Jul 22, 2005 15:30
well i havent written in this in forever but i dont think anyone is going to read this cause yeah..i just dont think anyones going to. So its the 22nd today..which means only 9 days until my birthday and...21 days until i leave. And nothing has yet changed. I dont know what im going to do about everything. I trying to settle everything before i leave. Everyday things seem to get harder and harder because i miss andy more every single day. I just want to have another day with him like we use to have. Just ..i remember just laying on his bed listening to music and...talking. just every memory i have with him replays over and over in my head. And its driving me crazy because i just..i feel like ive told him all i could but i know i havent. I just want to tell him every last feeling i have toward him. I dont know how im gunna live my life down their without him because hes so much to me and my life.well yesterday shavan was showing me these lyrics and..They kinda just got to me..they just seemed perfect. And its wierd that im putting these on.

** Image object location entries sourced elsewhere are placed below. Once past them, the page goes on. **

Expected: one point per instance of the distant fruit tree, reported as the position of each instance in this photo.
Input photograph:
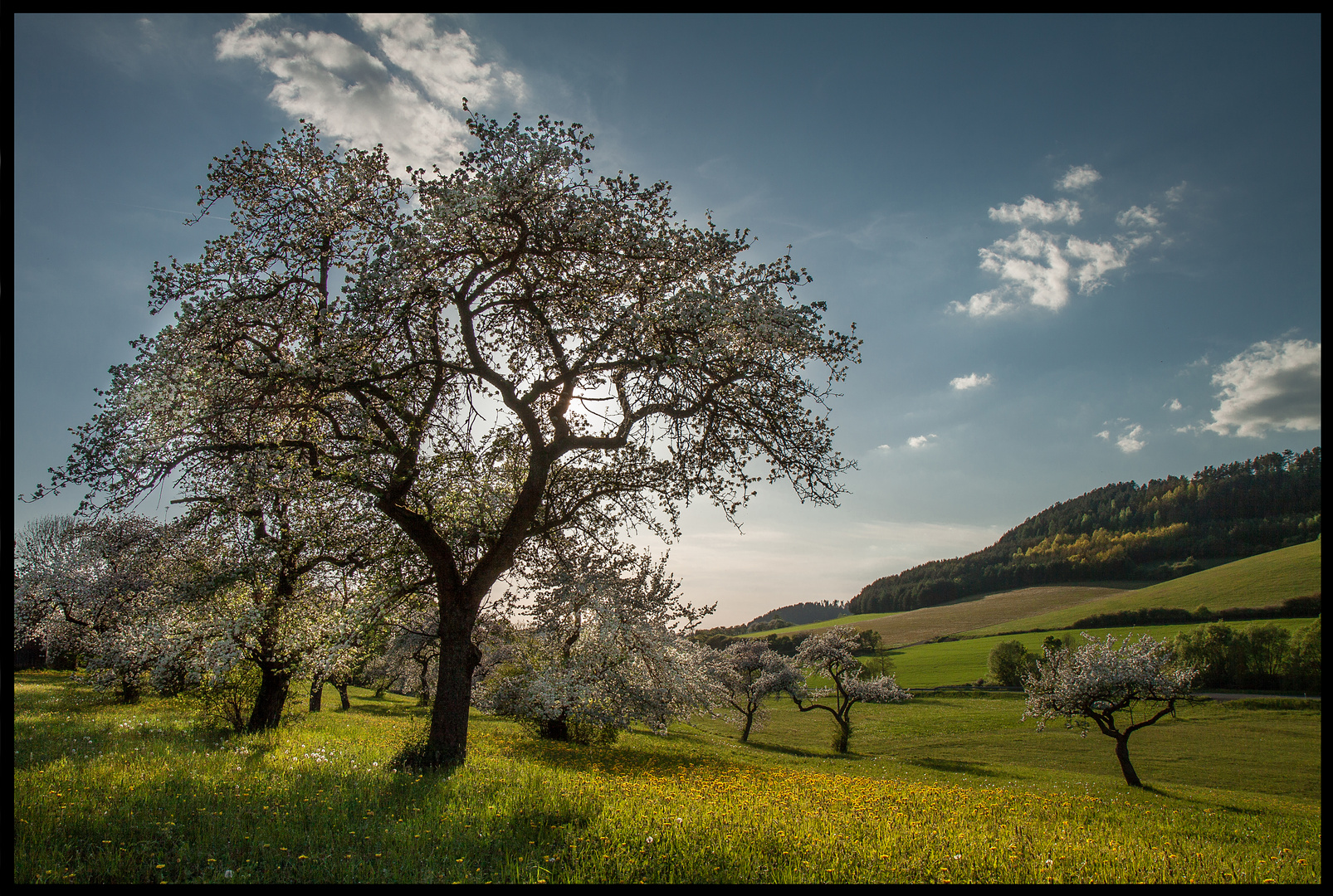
(1097, 680)
(828, 655)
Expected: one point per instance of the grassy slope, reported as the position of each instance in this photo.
(937, 790)
(948, 619)
(1255, 582)
(930, 621)
(928, 665)
(859, 621)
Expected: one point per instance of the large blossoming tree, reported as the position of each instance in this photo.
(1099, 680)
(505, 351)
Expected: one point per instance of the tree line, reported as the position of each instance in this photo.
(1260, 658)
(1130, 531)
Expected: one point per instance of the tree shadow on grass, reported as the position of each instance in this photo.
(1213, 804)
(965, 767)
(618, 759)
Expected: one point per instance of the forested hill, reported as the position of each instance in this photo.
(805, 614)
(1128, 531)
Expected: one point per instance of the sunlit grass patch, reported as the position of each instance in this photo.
(111, 794)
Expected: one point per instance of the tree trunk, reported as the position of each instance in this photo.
(448, 739)
(272, 695)
(844, 735)
(556, 728)
(128, 691)
(1123, 755)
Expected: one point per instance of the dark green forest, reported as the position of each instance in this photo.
(1156, 531)
(804, 614)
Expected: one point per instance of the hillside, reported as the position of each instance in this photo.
(926, 623)
(1159, 531)
(930, 665)
(1255, 582)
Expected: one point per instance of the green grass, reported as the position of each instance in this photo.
(930, 665)
(1262, 580)
(940, 788)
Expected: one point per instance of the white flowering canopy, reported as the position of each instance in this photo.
(1099, 679)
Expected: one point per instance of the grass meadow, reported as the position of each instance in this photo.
(944, 788)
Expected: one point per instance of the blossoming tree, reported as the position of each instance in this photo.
(1100, 679)
(752, 671)
(608, 647)
(829, 655)
(94, 590)
(510, 349)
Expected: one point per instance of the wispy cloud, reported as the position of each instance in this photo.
(1269, 386)
(1044, 268)
(1079, 178)
(1040, 268)
(406, 95)
(1130, 441)
(1033, 210)
(1135, 217)
(969, 382)
(983, 304)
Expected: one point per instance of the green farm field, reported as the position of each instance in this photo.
(936, 790)
(930, 665)
(1262, 580)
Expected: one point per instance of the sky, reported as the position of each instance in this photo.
(1079, 250)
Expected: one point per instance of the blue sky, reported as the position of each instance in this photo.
(1079, 250)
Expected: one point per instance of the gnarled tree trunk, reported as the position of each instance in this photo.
(1123, 755)
(272, 695)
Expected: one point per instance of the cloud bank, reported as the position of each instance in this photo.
(1042, 268)
(1269, 386)
(1079, 178)
(969, 382)
(406, 95)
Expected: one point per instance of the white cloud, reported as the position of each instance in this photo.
(1038, 211)
(1130, 441)
(1135, 217)
(1040, 271)
(1020, 261)
(1269, 386)
(1099, 259)
(1077, 178)
(351, 94)
(983, 304)
(969, 382)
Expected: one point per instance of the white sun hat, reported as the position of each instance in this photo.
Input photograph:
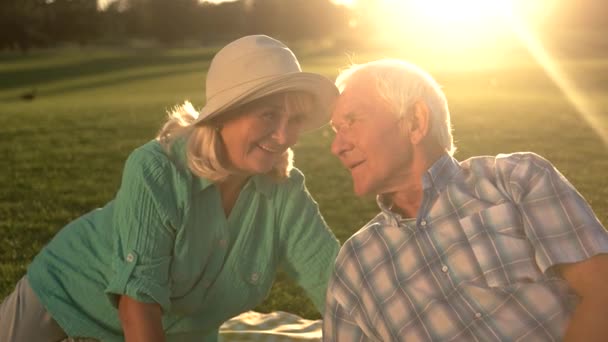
(256, 66)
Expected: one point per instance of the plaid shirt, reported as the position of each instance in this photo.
(475, 264)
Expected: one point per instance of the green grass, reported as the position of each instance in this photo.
(61, 155)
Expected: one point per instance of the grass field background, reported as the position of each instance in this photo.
(61, 154)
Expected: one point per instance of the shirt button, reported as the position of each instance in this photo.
(254, 277)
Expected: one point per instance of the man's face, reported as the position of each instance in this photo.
(371, 140)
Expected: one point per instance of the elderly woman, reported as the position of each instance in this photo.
(205, 214)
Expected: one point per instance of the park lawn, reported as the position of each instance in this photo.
(61, 155)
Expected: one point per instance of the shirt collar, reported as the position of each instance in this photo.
(261, 183)
(440, 173)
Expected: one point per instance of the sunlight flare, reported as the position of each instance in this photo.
(573, 94)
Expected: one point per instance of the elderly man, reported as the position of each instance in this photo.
(498, 248)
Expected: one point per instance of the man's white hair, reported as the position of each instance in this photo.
(403, 84)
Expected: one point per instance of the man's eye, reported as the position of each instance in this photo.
(298, 118)
(270, 115)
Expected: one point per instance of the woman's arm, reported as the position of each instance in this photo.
(140, 321)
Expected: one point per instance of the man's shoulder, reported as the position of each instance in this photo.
(353, 246)
(506, 164)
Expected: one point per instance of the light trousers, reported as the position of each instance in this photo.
(24, 319)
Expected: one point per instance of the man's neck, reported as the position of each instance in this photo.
(408, 200)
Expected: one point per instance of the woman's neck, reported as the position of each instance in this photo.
(230, 189)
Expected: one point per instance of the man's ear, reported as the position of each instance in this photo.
(419, 122)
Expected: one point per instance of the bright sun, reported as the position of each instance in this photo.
(449, 23)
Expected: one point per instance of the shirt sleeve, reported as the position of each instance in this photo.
(308, 246)
(557, 220)
(144, 218)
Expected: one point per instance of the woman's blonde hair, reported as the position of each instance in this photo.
(205, 151)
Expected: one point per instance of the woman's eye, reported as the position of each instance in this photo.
(298, 118)
(269, 115)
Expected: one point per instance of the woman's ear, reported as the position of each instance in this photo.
(419, 122)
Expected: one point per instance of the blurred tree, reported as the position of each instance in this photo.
(22, 24)
(71, 20)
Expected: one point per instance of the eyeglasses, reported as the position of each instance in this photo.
(350, 120)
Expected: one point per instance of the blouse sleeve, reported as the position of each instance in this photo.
(144, 221)
(309, 247)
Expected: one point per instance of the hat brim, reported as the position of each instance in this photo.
(323, 90)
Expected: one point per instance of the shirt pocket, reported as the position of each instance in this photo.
(498, 241)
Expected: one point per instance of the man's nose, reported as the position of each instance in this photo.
(341, 144)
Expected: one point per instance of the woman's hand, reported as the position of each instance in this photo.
(140, 321)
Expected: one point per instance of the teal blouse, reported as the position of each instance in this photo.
(165, 239)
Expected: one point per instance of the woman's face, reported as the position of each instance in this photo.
(256, 138)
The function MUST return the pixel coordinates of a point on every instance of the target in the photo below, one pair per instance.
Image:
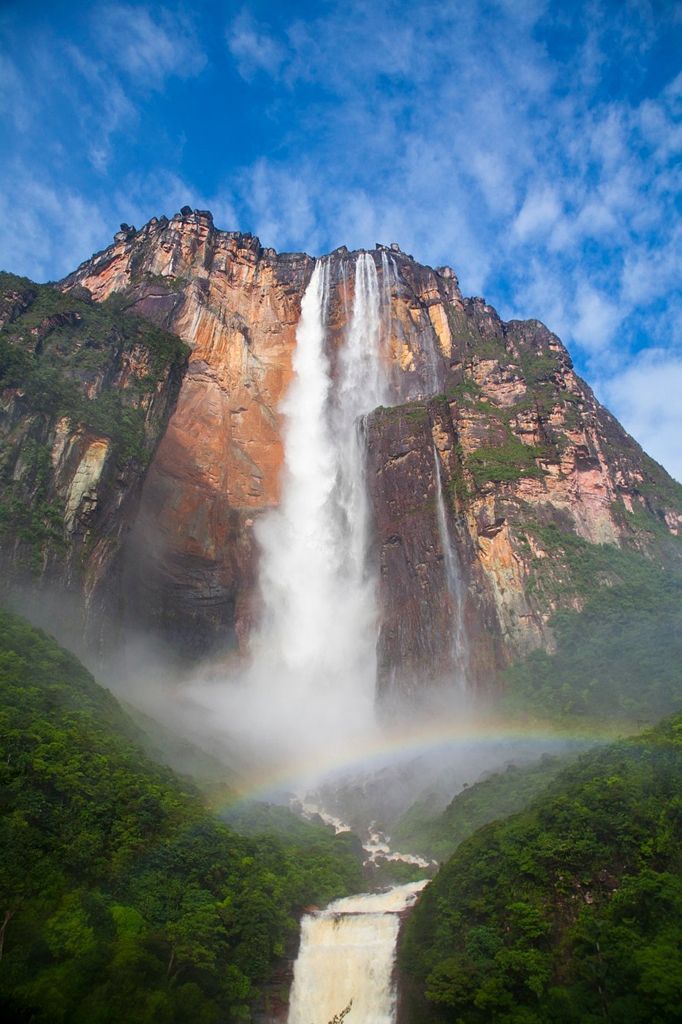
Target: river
(347, 953)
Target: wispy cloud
(534, 147)
(148, 45)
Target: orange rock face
(520, 437)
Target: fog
(298, 715)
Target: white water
(347, 952)
(309, 687)
(460, 647)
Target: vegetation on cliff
(568, 912)
(121, 897)
(91, 365)
(621, 655)
(437, 834)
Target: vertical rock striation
(526, 453)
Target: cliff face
(526, 456)
(85, 394)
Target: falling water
(347, 952)
(313, 660)
(460, 647)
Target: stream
(347, 951)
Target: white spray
(310, 684)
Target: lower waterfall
(347, 953)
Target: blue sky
(533, 145)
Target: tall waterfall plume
(312, 673)
(455, 584)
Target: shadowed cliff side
(528, 459)
(85, 394)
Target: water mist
(310, 682)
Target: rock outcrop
(85, 395)
(525, 453)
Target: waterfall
(460, 647)
(347, 952)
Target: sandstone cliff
(85, 394)
(528, 460)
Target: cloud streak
(535, 152)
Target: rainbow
(380, 747)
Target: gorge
(338, 505)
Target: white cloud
(539, 214)
(148, 44)
(597, 318)
(645, 396)
(253, 48)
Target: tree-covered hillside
(568, 912)
(621, 654)
(122, 898)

" I didn't get around to kiss you
goodbye on the hand
I wish that i could see you again
I know that i cant.
The day you slipped away
Was the day i found it won't be the same no..
The day you slipped away
Was the day that i found it won't be the same oh.."
but yeah. just thought ide write in hear since it really has been forever. Alex is on her way to my house right now, so im gunna go. ill write back later. Much love!